Rico Kremer is geestelijk verzorger, dit wil zeggen humanistisch geestelijk verzorger, geen pastoor of dominee. Hij benoemd en aangesteld door het Humanistisch Verbond. Op zijn werkplek in het verpleeghuis Bosch en Duin aan de Scheveningse Weg in Den Haag houdt hij zich sinds zes jaar bezig met vragen over leven en dood en de zin ervan. Het kan nooit kwaad hierbij stil te staan, maar deze vragen lijken onlosmakelijk verbonden met de laatste levensfase. Of die levensfase de werkelijk de laatste is, daarover is verschil van mening mogelijk, maar daar gaat dit artikel niet over. Wat is goed sterven? Hoe kan iemand zichzelf en anderen daarop voorbereiden? Een vraaggesprek over afscheid, angst en woede en misschien over steun, troost en mededogen.
Goed sterven
‘Goed sterven is volgens mij – als ik naar de bewoners kijk – sterven zoals iemand dit zélf wil.’ Misschien verschilt het niet veel van hoe hij zelf zou willen sterven. Rico wil sterven zoals hij leefde. ‘Nogal, algemeen, maar het betekent onder andere dat het dragelijk is, dat het mogelijk is om afscheid te nemen en te zeggen wat nog gezegd moet worden. Maar ik begrijp heel goed dat mensen hier in het verpleeghuis er de voorkeur aan geven ’s morgens niet meer wakker te worden, zonder hun dierbaren.’
Ze willen hun kinderen en kleinkinderen niet met hun sterven belasten en veel dierbaren zijn er op hun hoge leeftijd vaak niet meer. Weer anderen kiezen juist wel voor een afscheid waar dierbaren bij zijn.
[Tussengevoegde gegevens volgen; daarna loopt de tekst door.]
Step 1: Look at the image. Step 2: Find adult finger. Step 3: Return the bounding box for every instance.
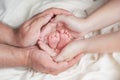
[46,61,68,75]
[67,53,83,66]
[24,8,72,28]
[29,14,53,32]
[54,15,70,23]
[21,13,53,34]
[35,8,73,19]
[50,54,82,75]
[38,41,57,56]
[46,8,73,15]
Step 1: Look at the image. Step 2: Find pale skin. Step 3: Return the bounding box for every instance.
[53,0,120,62]
[0,0,120,74]
[0,8,82,75]
[0,8,72,47]
[38,21,80,57]
[0,44,81,75]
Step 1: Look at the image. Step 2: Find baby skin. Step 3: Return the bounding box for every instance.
[38,21,80,57]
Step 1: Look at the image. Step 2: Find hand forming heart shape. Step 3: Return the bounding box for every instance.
[37,16,80,60]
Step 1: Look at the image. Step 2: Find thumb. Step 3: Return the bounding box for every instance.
[54,15,81,33]
[39,14,53,26]
[54,15,69,24]
[31,14,53,31]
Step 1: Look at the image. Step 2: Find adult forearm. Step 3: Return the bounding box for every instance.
[84,31,120,53]
[0,23,19,46]
[0,44,29,67]
[86,0,120,32]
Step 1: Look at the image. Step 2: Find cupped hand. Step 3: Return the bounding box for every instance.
[54,15,89,36]
[55,39,86,62]
[27,46,81,75]
[17,8,72,47]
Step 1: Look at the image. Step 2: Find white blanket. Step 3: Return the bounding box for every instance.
[0,0,120,80]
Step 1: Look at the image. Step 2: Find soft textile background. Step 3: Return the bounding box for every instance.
[0,0,120,80]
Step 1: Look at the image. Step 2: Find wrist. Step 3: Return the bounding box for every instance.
[12,45,31,67]
[82,39,90,53]
[5,28,24,47]
[7,29,20,47]
[80,39,88,53]
[0,44,30,67]
[15,31,23,47]
[19,48,30,67]
[11,29,21,46]
[77,18,92,36]
[82,37,97,53]
[15,30,28,47]
[75,39,88,53]
[0,23,20,46]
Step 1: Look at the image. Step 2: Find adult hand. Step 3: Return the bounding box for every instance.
[17,8,72,47]
[54,15,89,36]
[27,46,81,75]
[55,39,86,62]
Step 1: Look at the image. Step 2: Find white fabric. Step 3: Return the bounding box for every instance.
[0,0,120,80]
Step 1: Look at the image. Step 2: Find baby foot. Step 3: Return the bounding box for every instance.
[57,30,71,50]
[48,31,60,49]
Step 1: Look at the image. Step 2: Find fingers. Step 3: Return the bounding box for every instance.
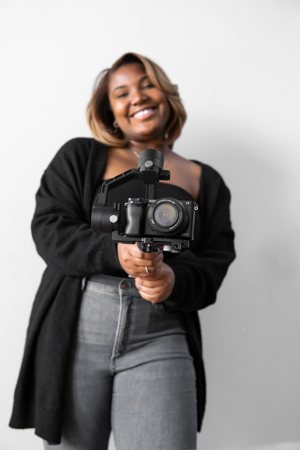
[117,242,163,279]
[132,260,162,279]
[133,247,163,264]
[134,264,175,303]
[135,278,166,303]
[141,256,163,276]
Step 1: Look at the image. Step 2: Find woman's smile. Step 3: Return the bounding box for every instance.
[130,107,156,120]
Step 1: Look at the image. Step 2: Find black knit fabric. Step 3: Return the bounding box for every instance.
[9,137,235,444]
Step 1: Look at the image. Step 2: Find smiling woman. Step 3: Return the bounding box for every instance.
[87,52,186,149]
[9,52,235,450]
[107,63,170,145]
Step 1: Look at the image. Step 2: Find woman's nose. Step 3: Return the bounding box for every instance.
[131,88,147,105]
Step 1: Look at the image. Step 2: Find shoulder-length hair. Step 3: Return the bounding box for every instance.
[86,52,187,148]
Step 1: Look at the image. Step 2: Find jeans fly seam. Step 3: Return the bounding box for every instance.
[110,284,124,371]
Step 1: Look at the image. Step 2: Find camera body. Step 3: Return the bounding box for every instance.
[124,196,195,238]
[91,149,198,252]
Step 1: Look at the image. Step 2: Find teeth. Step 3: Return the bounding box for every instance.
[133,108,153,118]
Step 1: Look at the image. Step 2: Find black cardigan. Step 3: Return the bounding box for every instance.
[9,137,235,444]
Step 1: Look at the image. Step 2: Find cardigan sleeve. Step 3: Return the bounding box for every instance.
[31,139,122,277]
[163,165,236,312]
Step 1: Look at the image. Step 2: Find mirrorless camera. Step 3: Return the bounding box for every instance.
[91,149,198,252]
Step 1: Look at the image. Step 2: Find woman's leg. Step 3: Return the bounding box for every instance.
[111,334,198,450]
[43,346,113,450]
[43,278,122,450]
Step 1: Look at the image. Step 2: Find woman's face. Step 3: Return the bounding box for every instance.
[108,63,170,145]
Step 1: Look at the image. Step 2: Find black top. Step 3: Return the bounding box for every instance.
[9,138,236,444]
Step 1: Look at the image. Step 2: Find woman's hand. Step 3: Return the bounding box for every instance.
[135,263,175,304]
[117,242,163,279]
[117,243,175,303]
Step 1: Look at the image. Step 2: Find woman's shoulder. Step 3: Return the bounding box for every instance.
[191,159,228,188]
[56,137,107,157]
[184,158,232,211]
[48,137,108,169]
[172,152,223,183]
[172,149,230,190]
[191,159,220,179]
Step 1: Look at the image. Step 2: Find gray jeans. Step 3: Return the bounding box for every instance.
[43,274,197,450]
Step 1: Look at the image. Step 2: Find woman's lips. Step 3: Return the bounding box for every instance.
[131,108,156,120]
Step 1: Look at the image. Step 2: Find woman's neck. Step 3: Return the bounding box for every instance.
[128,140,171,155]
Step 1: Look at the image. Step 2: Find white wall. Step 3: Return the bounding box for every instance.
[1,1,299,449]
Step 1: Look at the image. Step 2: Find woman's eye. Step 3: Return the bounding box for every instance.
[117,92,128,98]
[144,83,154,89]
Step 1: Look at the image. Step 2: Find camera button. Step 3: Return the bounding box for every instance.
[144,160,153,168]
Een van de voorbeelden waar hij met tevredenheid op terug kijkt: ‘Er worden kerkelijke liederen gezongen, een verhaal voorgelezen. ‘Ach ma, weet je nog,’ zegt een dochter, pakt haar moeders hand en moeder knikt. Een serene rust, de familie staat in een kring rond de oude dame. Dat is goed voor al die mensen, hoeveel verdriet ze ook hebben, denk ik dan.’ Goed is ook de ruimte voor verdriet, want het gemis komt immers toch, op verjaardagen, op hoogtijdagen of als een kleinkind geboren is.
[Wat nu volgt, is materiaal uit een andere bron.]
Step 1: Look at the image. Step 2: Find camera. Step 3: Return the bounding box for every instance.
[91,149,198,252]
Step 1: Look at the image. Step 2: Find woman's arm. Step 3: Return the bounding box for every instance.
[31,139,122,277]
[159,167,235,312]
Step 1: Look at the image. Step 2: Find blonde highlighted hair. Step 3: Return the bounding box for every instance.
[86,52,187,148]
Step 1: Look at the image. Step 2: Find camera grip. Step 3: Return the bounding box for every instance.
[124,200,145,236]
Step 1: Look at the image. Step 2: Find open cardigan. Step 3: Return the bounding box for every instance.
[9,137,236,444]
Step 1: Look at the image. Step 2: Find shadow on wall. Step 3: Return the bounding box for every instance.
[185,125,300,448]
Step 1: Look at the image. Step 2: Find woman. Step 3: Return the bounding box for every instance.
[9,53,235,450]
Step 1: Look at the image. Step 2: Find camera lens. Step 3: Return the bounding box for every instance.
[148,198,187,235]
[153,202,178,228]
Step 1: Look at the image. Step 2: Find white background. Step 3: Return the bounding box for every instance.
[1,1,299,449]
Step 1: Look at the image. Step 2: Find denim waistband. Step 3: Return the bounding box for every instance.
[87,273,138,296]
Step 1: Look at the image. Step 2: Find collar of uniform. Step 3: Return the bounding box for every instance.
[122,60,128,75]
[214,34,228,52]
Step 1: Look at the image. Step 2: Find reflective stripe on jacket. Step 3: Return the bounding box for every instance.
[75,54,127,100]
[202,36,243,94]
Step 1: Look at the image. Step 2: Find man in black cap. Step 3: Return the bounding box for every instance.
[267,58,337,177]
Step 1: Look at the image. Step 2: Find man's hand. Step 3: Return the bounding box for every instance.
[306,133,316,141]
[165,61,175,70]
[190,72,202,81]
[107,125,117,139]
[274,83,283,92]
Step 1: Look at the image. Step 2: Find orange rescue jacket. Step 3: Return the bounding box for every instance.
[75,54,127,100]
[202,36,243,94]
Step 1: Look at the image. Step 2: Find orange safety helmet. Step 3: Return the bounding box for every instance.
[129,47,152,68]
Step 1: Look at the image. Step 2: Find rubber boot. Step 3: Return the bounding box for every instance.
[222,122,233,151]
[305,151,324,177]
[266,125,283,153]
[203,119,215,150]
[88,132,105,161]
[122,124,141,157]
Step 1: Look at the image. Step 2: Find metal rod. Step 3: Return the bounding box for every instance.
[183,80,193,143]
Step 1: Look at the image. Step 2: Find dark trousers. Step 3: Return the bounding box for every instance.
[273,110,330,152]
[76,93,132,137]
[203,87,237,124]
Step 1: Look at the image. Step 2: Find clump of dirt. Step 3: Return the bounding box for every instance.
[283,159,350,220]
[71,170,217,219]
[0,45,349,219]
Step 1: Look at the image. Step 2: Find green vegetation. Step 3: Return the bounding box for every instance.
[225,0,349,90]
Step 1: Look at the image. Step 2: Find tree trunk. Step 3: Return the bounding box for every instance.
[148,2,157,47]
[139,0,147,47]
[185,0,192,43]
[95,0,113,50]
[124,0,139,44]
Bij het afscheid speelt de geestelijk verzorgen naar eigen zeggen een bescheiden rol. Hulp bij de keuze van een lied of verhaal, of hij neemt iemand bij de hand: ‘Laat je moeder toch los, laat haar toch gaan. Ga bij haar zitten, kijk naar je verdriet en wat het met je doet.’
Hoewel Rico humanistisch raadsman is, geeft hij nooit advies of raad. Sterven moet men bij de sterven en de dierbaren laten, vindt hij principieel. Hij is dan ook geen regelneef. Als iemand niet meer in staat is zelf te handelen, dan wil hij graag een dienst bewijzen door bijvoorbeeld: ‘Nog een keer de zoon vragen of hij wil komen, want moeder wil hem vertellen dat ze spijt heeft.’ Soms komt hij met een teleurstellend bericht terug. ‘De bewoner probeer ik dan te steunen in het feit dat dit zo óók goed is, want sommige dingen zijn niet af te dwingen er is gedaan wat mogelijk is.’
Machteloosheid
Schuldgevoel en verdriet kunnen een negatieve invloed hebben op het sterven. De ouderen onder de verpleeghuisbewoners hebben tijd gehad om met dingen in het reine te komen en hebben dat ook vaak geprobeerd. Anders is het voor de jongeren op de intensieve zorg unit. Zij zijn tussen de twintig en vijftig jaar oud en hebben hoop op verder leven vaak nog niet opgegeven. ‘Ik stel ze daar weleens vragen over. Ben je bang voor de dood? Of zal ik mijn mond dicht houden? Ze vinden dit soms heel verrassend!’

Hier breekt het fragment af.